Bisogna essere realisti. Quella del governo Letta non è una svolta-choc in grado di ribaltare le aspettative e scatenare gli animal spirits, oggi a terra, della settima potenza industriale del mondo. Siamo di fronte, piuttosto, a una serie di ragionevoli misure utili per imprese e famiglie. Il necessario (e obbligato in termini di agibilità finanziaria) per diradare la vaporosa flemma governativa delle ultime settimane e insieme per comprare il poco tempo indispensabile per fare della crescita - manovrando la leva fiscale - non un'ipotesi sulla carta, rigorosamente prevista e subito smentita a colpi di flessione della ricchezza nazionale, ma un dato di fatto.

Dagli appalti ai finanziamenti a tassi agevolati per l'acquisto di macchinari e impianti a uso produttivo.

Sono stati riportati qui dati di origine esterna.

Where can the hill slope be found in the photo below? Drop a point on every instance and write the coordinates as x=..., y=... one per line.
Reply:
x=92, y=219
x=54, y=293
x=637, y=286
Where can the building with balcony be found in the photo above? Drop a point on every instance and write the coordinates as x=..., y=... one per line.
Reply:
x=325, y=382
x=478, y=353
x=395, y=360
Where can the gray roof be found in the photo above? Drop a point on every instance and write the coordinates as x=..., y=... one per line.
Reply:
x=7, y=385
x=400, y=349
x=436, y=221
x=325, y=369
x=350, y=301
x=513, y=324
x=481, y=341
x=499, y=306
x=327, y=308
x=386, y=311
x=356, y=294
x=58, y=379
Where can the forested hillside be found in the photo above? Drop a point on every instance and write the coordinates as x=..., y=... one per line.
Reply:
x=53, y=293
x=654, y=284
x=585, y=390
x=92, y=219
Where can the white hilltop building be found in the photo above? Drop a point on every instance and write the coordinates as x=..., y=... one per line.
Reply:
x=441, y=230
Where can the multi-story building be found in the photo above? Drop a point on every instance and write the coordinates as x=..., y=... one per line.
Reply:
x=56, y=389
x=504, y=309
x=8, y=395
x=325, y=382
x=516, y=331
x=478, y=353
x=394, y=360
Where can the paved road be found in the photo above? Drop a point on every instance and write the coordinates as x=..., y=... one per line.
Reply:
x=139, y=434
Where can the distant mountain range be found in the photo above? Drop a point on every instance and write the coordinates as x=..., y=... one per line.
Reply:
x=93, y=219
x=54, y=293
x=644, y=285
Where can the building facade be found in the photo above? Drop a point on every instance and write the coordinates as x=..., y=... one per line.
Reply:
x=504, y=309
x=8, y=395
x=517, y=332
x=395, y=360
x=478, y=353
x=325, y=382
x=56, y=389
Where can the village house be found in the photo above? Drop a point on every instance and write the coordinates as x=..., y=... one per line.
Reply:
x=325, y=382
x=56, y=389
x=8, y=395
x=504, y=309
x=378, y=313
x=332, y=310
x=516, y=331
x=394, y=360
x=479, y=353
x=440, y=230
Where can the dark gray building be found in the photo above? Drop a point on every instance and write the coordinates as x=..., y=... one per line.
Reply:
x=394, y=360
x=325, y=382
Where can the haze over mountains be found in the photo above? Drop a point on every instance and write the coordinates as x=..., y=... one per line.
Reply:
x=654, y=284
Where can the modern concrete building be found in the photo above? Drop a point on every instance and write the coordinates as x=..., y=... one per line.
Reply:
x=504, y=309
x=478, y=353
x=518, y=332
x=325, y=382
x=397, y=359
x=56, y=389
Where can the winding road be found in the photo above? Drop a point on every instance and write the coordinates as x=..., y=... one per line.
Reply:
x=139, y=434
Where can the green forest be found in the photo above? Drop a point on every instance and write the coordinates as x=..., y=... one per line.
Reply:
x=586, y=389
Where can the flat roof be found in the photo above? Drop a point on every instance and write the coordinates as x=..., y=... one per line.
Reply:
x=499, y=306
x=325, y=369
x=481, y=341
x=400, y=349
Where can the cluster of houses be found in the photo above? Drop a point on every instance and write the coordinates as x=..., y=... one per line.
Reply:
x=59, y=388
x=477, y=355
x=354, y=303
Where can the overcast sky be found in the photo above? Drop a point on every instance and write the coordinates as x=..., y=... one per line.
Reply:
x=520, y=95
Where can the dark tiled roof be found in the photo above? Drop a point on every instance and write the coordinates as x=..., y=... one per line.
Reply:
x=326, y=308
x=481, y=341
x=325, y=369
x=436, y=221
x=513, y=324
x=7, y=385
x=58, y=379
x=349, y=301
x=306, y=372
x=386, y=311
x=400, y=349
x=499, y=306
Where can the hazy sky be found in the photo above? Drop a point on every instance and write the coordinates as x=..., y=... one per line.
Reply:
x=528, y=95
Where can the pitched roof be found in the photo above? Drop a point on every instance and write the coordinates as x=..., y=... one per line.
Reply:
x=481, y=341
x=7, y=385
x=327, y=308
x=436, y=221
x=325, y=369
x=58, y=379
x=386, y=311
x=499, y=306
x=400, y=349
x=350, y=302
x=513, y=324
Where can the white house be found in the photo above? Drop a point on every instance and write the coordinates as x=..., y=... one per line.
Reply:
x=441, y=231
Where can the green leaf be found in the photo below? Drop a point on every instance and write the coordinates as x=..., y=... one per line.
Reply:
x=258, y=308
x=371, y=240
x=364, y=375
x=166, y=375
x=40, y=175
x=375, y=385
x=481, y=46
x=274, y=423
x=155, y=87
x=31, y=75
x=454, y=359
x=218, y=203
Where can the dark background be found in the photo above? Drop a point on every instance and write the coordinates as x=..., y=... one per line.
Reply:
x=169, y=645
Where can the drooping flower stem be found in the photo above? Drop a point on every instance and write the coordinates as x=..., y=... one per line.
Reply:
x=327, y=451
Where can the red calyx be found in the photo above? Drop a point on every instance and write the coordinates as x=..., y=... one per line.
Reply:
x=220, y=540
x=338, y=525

Dall'estensione del fondo di garanzia per le piccole e medie imprese allo stop del pignoramento della prima casa e alla nuova scaletta delle rateizzazioni che verrà imposta a Equitalia. Dal definanziamento parziale delle grandi opere (tipo Tav Lione-Torino e Terzo valico Milano-Genova, scelta d'impatto selettiva) per dare fiato a quelle minori già cantierate e cantierabili, alla spinta sull'Agenda digitale, a molte semplificazioni burocratiche e per finire al taglio di 500 milioni alla bolletta elettrica, sono diversi i provvedimenti interessanti.

Ne esce il profilo di una rete dove non spicca una super misura-bandiera ma che, se riuscirà ad essere tradotta in legge senza stravolgimenti, troppi interventi attuativi secondari e nei tempi più rapidi possibili (i disegni di legge sono un'incognita) potrà dare un contributo importante. Come si sa, di trappole, ritardi e resistenze nel cuore dello Stato è piena la storia passata e recente del riluttante riformismo italiano.
Da questo punto di vista, vanno salutati positivamente il ritorno della riscritta mediazione civile obbligatoria taglia-processi (di recente impallinata dalla Corte Costituzionale) e il travaso in un decreto governativo della risoluzione parlamentare, votata da tutti i partiti in Commissione Finanze della Camera, su un Fisco che abituato a imporsi sui sudditi dovrà fare ora meglio i suoi conti con i cittadini. Un caso raro di pratica collaborazione istituzionale nell'interesse di tutti.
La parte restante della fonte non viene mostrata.